C’est évidemment un acte politique que de parler de ceci plutôt que de cela. Ce film est nourri par une réflexion sur notre place dans le cosmos, notre rapport aux plantes, à la matière, à l’existence. C’est un film que j’ai voulu pérenne. Et j’ai choisi de parler de la terre parce que c’est le début de tout, c’est la naissance. Au fil du tournage, il est apparu que c’était ça le sujet (même si le livre en aborde d’autres, comme le microcrédit, la théorisation du féminisme, etc.) : l’histoire de la confiscation systématique de la terre et des semences, l’histoire d’une spoliation générale au profit de la pétrochimie.
Voyez-vous votre film comme un outil pour convaincre les spectateurs qu’il est temps de changer, de développer une autre agriculture ? Comment Solutions locales… est-il reçu ?
Mon film n’est pas un outil pour faire « prendre conscience ». Je ne veux surtout pas donner de leçon ! Les gens sont déjà dans la mouise, dans les problèmes de fric, de ceci, de cela, ce n’est pas moi qui vais leur faire la morale. Moi je montre, avec, j’espère, humilité, ce qui se passe. Les gens changent parce qu’ils ont du plaisir à faire autrement. Ce qui mène le monde c’est le désir et le plaisir, et si les gens trouvent du plaisir à manger de bonnes choses, s’ils trouvent la sensualité de l’écologie, ils changeront. C’est l’envie qu’il faut donner, pas des leçons !
Le film provoque des discussions intéressantes, et puis il permet de se compter : dans les salles d’abord, mais aussi en constatant que, de l’Inde au Brésil en passant par ici, des chercheurs, des paysans et d’autres pensent la même chose, se posent les mêmes questions. C’est encourageant. L’isolement est quelque chose de très dur à vivre, il est important de le briser. Il y avait également urgence à dire que nous allons nous en sortir, que tout n’est pas fichu. La dépression des peuples, ça sert les puissants ! Nous ne pouvons pas être pessimistes, il nous faut remplir notre temps sur terre avec des choses de vie !

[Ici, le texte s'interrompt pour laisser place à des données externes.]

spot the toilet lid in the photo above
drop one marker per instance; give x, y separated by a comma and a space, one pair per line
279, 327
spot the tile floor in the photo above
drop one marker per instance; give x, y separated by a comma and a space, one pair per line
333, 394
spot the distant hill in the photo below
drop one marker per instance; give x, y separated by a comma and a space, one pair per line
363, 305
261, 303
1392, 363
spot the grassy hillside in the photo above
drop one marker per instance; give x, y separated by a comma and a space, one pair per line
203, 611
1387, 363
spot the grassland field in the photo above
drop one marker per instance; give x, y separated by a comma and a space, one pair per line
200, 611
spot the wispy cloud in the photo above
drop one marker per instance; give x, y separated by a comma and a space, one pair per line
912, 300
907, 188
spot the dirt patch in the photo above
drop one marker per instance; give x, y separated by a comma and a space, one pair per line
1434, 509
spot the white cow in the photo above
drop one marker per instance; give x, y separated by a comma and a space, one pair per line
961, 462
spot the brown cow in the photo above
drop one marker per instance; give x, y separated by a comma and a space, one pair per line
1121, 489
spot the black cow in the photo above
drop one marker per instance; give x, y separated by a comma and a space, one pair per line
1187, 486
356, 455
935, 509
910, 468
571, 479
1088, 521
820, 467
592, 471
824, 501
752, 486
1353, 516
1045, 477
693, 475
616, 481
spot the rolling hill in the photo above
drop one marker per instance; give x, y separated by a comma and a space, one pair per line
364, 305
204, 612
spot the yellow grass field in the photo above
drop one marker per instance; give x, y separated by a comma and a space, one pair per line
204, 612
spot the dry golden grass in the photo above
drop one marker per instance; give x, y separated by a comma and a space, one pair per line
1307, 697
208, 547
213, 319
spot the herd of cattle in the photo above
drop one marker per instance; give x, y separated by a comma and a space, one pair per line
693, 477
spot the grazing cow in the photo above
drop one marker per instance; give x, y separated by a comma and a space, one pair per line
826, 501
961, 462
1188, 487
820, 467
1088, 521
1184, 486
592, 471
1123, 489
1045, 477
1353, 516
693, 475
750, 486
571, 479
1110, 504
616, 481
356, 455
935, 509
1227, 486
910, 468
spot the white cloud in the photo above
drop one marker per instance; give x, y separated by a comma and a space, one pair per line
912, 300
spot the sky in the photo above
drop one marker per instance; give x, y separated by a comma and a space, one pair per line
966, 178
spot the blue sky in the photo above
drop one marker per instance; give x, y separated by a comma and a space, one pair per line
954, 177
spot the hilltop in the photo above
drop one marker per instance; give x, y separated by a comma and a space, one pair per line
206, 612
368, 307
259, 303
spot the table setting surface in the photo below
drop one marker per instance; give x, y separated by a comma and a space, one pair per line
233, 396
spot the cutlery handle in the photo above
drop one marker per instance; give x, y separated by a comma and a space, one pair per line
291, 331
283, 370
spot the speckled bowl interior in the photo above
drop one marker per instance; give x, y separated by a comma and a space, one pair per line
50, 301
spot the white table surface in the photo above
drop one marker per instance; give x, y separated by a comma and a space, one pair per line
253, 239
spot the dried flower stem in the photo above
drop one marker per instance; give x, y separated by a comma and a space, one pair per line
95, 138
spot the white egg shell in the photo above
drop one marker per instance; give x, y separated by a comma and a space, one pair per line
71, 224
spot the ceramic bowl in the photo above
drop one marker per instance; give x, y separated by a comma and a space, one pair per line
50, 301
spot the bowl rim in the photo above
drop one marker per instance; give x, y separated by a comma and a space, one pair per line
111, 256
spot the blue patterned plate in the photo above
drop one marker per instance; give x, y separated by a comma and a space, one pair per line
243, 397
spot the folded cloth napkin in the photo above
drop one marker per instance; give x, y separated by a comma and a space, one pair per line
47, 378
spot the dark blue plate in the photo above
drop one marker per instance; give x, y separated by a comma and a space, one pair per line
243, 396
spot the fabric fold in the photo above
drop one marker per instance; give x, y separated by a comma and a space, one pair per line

Propos recueillis par Laure de Hesselle
Article publié dans Imagine demain le monde (n°81 – septembre & octobre 2010)
(1) Philosophe, Rudolf Steiner est le fondateur de l’anthroposophie, visant à « restaurer le lien entre l’Homme et les mondes spirituels ». Ses adeptes le considèrent comme un guide spirituel. La doctrine de Rudolf Steiner est à l’origine de projets aussi divers qu’une méthode pédagogique, l’agriculture biodynamique… ou les produits pharmaceutiques et cosmétiques Weleda.
(2) Dans L’école des femmes de Molière.
(3) Mouvement pour la Terre et l’humanisme, lancé par Pierre Rabhi, www.colibris-lemouvement.org.
(4) Solutions locales pour un désordre global, Actes Sud, 2010.